I walked into Glad's house without knocking, because I knew she wouldn't hear. I sat beside her on the couch and turned off the
TV
. The couch was piled with newspapers, a Kleenex box, ends of wool balls, cards from her birthday a month earlier, and a half-eaten ham sandwich on brown bread. “Auntie Glad,” I said, “Mom is leaving her house tomorrow and going into a home. She won't be back.”

“I didn't know she was sick,” Glad said.

“I know you're confused, but I've been telling you for weeks about the cancer and that she's not getting better.”

“You never know,” Glad said, “you never know what's going to happen, do you? I suppose I'll go soon too.”

She was even shorter than Mom, the widow's hump in her back hunching her shoulders. Sitting beside her, I could see the top of her head where her hair was thinning. Her scalp shone a pale pink. We were both having trouble talking. Her voice was a thousand years old.

I held her hand. “I was so happy,” she said, “when I found out I had a little sister. I'd had two brothers, you know, and then I had a little sister. I took care of her. Should I go over and say goodbye? I don't know if I can do it.”

“It's okay,” I said. “She's sleeping, and we're leaving early tomorrow, there won't be time. I don't want anything to upset her.”

I took my hand from hers and placed hers in her lap. “Do you understand,” I asked, “do you understand what I've just told you? She doesn't have much time left. And she's leaving her house for good tomorrow. She's going to a home.”

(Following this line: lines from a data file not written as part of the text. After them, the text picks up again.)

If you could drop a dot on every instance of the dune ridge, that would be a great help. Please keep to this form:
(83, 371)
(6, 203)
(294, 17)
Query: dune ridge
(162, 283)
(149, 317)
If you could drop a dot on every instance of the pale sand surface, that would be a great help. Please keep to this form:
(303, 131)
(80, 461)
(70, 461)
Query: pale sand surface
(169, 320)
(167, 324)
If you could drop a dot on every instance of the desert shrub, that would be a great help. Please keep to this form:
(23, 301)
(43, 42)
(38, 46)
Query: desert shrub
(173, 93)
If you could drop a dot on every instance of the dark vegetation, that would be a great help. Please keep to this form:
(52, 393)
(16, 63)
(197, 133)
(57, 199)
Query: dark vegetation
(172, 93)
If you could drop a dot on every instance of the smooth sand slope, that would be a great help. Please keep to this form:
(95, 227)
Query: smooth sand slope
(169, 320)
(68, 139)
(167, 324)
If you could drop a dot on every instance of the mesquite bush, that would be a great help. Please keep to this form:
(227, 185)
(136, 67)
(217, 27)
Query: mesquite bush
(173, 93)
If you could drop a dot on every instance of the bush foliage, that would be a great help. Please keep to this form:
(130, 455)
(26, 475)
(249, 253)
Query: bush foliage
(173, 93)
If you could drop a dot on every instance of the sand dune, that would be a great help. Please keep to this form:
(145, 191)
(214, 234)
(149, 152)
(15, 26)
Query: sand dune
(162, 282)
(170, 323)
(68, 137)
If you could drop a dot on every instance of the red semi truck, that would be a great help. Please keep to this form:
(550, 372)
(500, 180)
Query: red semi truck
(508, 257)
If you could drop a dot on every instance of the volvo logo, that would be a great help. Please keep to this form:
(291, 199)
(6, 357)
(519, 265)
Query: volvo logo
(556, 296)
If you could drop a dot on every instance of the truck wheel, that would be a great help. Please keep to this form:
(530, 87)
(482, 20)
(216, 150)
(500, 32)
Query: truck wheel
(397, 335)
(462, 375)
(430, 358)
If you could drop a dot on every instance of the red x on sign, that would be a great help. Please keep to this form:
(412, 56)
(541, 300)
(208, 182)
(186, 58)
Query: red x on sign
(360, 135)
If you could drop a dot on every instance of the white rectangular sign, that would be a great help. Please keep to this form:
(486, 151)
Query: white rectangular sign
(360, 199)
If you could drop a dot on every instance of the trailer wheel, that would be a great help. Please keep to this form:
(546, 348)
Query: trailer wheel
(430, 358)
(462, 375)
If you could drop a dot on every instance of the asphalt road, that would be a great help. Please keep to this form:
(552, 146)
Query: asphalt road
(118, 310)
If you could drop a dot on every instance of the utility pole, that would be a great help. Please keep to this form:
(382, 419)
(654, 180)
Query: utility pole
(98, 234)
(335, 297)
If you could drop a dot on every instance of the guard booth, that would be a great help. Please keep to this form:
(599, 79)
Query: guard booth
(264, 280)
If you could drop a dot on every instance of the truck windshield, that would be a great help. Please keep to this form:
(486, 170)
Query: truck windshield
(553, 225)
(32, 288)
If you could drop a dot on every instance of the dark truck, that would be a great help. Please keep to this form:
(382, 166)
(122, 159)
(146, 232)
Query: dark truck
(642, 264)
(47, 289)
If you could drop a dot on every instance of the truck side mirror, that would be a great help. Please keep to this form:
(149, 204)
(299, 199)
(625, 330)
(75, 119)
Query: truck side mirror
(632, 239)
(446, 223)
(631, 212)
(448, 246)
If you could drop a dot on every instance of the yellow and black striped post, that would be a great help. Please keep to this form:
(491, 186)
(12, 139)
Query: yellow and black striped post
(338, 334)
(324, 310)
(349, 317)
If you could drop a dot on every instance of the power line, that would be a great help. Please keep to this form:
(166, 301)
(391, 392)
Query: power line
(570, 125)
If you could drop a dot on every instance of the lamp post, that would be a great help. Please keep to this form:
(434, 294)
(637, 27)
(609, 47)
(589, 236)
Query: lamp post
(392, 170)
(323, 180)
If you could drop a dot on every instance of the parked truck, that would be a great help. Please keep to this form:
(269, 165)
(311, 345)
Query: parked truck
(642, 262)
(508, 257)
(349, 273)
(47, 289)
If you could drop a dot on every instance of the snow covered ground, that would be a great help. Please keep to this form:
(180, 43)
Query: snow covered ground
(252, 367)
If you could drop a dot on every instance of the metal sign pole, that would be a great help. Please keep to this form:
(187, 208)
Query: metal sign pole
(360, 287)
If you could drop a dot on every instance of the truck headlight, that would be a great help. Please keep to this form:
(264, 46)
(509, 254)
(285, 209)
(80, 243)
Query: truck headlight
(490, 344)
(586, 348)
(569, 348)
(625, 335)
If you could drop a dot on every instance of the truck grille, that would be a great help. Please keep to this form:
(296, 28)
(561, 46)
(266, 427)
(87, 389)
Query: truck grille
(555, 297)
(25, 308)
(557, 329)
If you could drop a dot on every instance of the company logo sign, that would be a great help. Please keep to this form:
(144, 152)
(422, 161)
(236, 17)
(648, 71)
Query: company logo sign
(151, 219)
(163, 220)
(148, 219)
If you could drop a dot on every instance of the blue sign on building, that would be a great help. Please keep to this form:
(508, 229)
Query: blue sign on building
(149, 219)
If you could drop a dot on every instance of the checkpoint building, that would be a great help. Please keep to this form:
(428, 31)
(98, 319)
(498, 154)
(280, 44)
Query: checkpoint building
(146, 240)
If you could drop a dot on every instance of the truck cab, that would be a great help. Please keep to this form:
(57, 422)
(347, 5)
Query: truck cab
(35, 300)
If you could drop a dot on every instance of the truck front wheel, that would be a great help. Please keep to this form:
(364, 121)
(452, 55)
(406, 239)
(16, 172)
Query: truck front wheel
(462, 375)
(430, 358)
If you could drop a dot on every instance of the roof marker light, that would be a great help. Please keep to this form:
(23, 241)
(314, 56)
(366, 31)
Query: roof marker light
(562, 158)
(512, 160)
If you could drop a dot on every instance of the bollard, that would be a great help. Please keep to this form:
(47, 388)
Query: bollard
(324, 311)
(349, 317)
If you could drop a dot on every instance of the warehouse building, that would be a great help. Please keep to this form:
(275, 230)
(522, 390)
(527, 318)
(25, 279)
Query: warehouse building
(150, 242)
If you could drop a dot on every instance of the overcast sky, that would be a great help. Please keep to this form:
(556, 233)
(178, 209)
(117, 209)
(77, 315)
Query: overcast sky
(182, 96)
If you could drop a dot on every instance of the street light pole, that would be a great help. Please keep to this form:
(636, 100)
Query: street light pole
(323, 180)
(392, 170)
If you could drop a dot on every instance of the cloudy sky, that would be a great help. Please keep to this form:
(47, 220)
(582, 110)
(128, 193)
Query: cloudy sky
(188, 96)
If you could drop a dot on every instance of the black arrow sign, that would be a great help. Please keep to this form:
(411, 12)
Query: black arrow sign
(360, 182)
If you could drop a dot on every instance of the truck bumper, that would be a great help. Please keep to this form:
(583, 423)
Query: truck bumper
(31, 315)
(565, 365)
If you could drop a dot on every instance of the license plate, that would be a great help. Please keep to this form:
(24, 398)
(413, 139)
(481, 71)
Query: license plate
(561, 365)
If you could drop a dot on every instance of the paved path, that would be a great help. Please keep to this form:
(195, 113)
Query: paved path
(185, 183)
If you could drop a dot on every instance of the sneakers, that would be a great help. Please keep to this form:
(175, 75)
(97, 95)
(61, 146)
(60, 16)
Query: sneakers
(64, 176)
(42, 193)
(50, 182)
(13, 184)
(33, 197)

“Yes,” she said. “It's so sad, isn't it, it's so sad.”

I turned the
TV
on again and asked if the volume was okay. Our conversation had taken only a few minutes: the commercials were still on. I walked from her house and across the street to Mom's. I was walking across an entire continent, across years of bitterness and anger and love. No maps, no easy passage. I wanted to lie in the middle of the road and never move again.

WHILE WE WAITED
for the ambulance, I'd told Mom what Glad had said about wanting a sister. My mother's eyes brightened with tears, the first I'd seen, but they didn't spill over. “This was the best way for us to say goodbye,” she said. “I don't want to see her.”

IT WASN'T ONLY
the roses that defeated us that summer. In the back garden stretched rows and rows of peas and potatoes and beans. Barry and Linda spent two days digging and picking and shelling, until Barry's back gave out. Linda said she'd never been so dirty in her life. They left the rest for me and Patrick. Our troubles amused Mom in the nursing home. She couldn't believe we were so useless, so weak.

And what would we do with pails and pails of vegetables? None of us, including the grandchildren, had a basement cold room like she did. We didn't eat that many potatoes anymore. Their fate concerned her more than the roses. There was too much Welsh and Irish in our family history, too much poverty, to leave them. The flowers could die, even from neglect, but you didn't let potatoes rot in the ground or peas harden on the vines. If there had been a magical way to call the grackles down, I'd have done it. Mom always flew small flags along the rows of peas to scare them off. I wanted the opposite, a flirtatious flutter. And where were the bad kids who raided gardens like we used to do, just for the danger of it? How had this old woman picked and shelled and dug and dug and dug until this final summer of her life?